Maybe nursing at Adelphi University (or elsewhere) will work for you; maybe it won’t. (And, as far as getting into Adelphi is concerned, I see it stated at http://catalog.adelphi.edu/preview_program.php?catoid=4&poid=1609&returnto=230that that their nursing program requires a transfer GPA of 3.0.)

If you state what specific courses you’ve taken, what grades you got in them, what you have enjoyed (and have not), and what you think your weaknesses are that led you to failing a nursing class and a pharmacology class, we will be able to give you ideas about what is likely to work for you.

I think you should step back from school and take some time to work and become independent. What you’re doing right now is making you miserable-you can’t talk to your parents, you are not successful in your classes.

Life is long, and college will be there.

Take some time to figure out what you are good at and what you want to do. You can get a job to support yourself without a college degree-start there, work your way towards independence, and go back to school when you are ready and have to answer to nobody but yourself.

As for talking to your parents-I would take some time to think about what your plan of action for your life for the next few years is going to be-concrete steps from today onwards. Where do you see yourself at 25? What goals do you want to accomplish? What do you want to get better at?

When you’ve made a plan for yourself going forward, then you can talk to your parents about your failure, and what your plans are for yourself.

Otherwise when you talk to them without a solution it’s entirely likely that they’re going to impose a solution on you. One that may not be right for you, and may not be what you want.

I took a gap year. It was a stupid idea. Of course, this was the year where the housing market just crashed and I couldn’t find a job for the life of me. However, things are okay these days. If you can work and figure out in life what you really want, you can come at school with a goal and that you’ll just need to do what you need to do to get it done.

My parents supported me financially through school during my first degree. They’re great parents. No one ever in our family had gone to college before me and they knew I couldn’t join the military for medical reasons. However, as a student, I had no idea what I wanted to do with my life. Not a single clue and my girlfriend can attest that I would change what I was going to do every week career-wise. I would tell her I wanted to be X, Y, and Z. Well, my final semester is when I finally figured it out and I have been trying to become that ever since. 2 years.

I learned that I had to enroll back in school for a whole other bachelor’s degree. I could not find a university that would accept me for a master’s.
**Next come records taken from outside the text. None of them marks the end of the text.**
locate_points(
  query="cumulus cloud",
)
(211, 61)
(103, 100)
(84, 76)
So, I work forty hours a week as a programmer while attending classes full time. I also work on-call. I have tests every two weeks, if not sooner, and I have quizzes every single day I’m in class. Also, I have a girlfriend and a dog that need attention as well.

I’m not a genius. I have to study. My time is very limited in regards to free time. So is my money. I can say that before embarking on this journey that’s going to take me until I’m 29 years old, that it is going to be worth it personally for me because this is what I want out of life. I want to be an engineer. It only took me five years to realize that after graduating high school and then graduating with the wrong major.

Once you figure out what you want to do with your life, all you gotta do is go and get it.